How does it show up in our lives?  Well, maybe it looks like standing in front of a judge and having to answer the question, “Is your marriage irrevocably broken?” and feeling the ache of this death, only moments later to step outside the courtroom, and together with your now ex-spouse, wander into words and actions that allow you to release the marriage with grace and tenderness.  How are such things possible?

And maybe it’s like finding yourself a month, to the day after your divorce in a conference room at work where you are told that your role has been eliminated.  To be offered a choice between a demotion and a severance package.  And all the air rushes from your body.  Only to awaken the next day in the early hours of the morning, to stumble into prayer, and suddenly realize that someone is now going to pay you very handsomely to go out and actually do those bold things you’ve been quietly dreaming of – those dreams that started to emerge even as your marriage was ending. 

That’s when you realize that somewhere along the way Jesus got in your boat.  That’s when you see that the net that stank of failure and loss is bursting with unexpected mercy. 
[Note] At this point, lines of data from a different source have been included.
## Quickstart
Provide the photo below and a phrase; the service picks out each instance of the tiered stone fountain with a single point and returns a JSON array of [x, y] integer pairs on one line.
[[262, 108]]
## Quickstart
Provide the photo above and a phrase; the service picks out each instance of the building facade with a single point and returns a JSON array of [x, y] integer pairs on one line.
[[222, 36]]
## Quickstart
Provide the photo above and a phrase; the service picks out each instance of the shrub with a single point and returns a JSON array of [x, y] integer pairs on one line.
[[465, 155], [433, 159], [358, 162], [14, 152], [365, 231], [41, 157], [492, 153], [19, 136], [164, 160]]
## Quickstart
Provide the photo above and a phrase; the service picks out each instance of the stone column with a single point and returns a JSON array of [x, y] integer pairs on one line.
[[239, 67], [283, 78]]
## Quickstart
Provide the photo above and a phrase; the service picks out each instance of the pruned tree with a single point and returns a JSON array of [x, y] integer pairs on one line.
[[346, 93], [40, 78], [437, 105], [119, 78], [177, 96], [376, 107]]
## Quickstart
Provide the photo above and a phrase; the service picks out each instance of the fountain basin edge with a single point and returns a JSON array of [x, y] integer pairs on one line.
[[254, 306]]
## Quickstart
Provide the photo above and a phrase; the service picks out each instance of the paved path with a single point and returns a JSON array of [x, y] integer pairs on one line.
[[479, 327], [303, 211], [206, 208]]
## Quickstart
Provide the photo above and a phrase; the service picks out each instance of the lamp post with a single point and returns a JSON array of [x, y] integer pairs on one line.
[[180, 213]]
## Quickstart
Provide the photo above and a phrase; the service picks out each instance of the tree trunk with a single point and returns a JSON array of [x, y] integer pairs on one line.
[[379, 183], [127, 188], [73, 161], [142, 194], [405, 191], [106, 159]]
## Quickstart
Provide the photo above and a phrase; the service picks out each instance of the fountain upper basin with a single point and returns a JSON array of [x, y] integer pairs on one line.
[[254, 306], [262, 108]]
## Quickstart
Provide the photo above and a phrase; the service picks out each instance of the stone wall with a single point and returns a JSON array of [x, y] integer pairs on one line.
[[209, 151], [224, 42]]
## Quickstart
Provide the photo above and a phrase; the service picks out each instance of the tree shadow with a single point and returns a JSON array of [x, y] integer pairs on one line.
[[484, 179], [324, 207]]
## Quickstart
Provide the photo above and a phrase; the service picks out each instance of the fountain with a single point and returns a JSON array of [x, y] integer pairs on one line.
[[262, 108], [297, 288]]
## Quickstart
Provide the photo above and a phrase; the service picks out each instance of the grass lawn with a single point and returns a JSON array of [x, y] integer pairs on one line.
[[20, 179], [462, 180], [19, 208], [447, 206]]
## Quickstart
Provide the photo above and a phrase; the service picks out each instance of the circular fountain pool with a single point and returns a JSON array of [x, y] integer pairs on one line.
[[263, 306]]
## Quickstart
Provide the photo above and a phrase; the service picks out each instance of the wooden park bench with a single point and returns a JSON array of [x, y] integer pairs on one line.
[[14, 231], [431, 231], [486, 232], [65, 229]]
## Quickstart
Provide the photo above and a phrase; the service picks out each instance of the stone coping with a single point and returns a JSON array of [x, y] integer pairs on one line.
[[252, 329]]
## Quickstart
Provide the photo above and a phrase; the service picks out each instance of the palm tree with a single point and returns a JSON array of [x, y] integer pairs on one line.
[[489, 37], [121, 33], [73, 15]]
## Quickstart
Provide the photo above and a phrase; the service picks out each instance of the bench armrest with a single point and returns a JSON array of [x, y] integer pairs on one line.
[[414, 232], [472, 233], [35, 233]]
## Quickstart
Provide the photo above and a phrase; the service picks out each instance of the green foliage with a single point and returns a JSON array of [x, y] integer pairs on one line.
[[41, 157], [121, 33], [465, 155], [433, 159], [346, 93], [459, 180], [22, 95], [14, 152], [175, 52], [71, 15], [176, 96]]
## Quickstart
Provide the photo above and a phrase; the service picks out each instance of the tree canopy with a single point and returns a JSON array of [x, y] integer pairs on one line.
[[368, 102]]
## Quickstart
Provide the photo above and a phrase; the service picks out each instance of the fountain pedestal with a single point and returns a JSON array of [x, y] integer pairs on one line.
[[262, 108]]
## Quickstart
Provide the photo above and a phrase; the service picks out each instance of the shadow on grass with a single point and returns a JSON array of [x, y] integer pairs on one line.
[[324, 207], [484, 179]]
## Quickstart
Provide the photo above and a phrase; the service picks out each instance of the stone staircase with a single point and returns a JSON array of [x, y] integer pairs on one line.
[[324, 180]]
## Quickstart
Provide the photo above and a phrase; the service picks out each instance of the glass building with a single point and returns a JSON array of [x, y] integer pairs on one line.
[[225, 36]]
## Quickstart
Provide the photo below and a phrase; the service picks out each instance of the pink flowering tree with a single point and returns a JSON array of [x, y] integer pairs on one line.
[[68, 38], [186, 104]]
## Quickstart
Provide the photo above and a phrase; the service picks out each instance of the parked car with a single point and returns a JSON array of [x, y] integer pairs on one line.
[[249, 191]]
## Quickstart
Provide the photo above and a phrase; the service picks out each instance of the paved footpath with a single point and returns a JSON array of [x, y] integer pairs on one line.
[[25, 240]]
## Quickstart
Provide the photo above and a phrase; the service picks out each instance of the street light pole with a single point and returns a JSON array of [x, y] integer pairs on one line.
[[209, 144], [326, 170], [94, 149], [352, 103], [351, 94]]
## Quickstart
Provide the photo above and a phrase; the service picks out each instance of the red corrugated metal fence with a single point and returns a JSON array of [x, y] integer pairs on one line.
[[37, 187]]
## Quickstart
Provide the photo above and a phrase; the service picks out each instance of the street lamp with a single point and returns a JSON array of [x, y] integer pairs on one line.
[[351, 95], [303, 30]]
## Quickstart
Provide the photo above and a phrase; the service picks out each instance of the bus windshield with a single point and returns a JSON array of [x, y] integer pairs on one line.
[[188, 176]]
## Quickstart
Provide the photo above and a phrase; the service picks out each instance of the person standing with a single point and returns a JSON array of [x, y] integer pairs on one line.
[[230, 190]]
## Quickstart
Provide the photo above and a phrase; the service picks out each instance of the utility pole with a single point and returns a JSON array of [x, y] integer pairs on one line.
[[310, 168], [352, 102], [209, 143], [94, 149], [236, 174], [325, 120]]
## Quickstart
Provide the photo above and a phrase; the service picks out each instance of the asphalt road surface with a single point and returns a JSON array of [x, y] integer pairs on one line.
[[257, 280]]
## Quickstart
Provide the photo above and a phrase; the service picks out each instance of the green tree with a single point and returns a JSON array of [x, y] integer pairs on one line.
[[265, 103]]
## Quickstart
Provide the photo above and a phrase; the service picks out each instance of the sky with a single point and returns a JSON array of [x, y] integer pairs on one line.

Which is not to say that it all feels good in the moment.  Like Simon, our interior lives are complicated with big feelings of fear, loss, anger – joy, wonder, and anticipation.  It is a lot to honor, each emotion bringing its own strange gift for the journey, none of them to be ignored.  If it feels big and overwhelming, you are probably in the very center of that liminal space where transformation is occurring.  We may very well inwardly drop to our knees and feel unprepared for a life this big.

Our respective boats are different.  Your boat is different than mine because God steps into the unique places where each of us has invested and struggled so much, and then uses that context to speak to us in a way that only we can understand. 

That is our God – the God who gets into our boat and who invites us to cast our net into the places that feel like failure so that we can discover unexpected mercy and the actual adventure that is our life.  Not just for our own sake, but to drive us deeper into a calling as a catcher of people, so that we can see our neighbor unveiled, and delight in the shared mystery that enfolds us all.

  • When has Jesus gotten into your boat?
  • Where have you cast a net, with barely any hope, only to be met with mercy and abundance?
  • How does your fish story uniquely prepare you to be a catcher of people, a restorer of the great breach, a singer with a new song?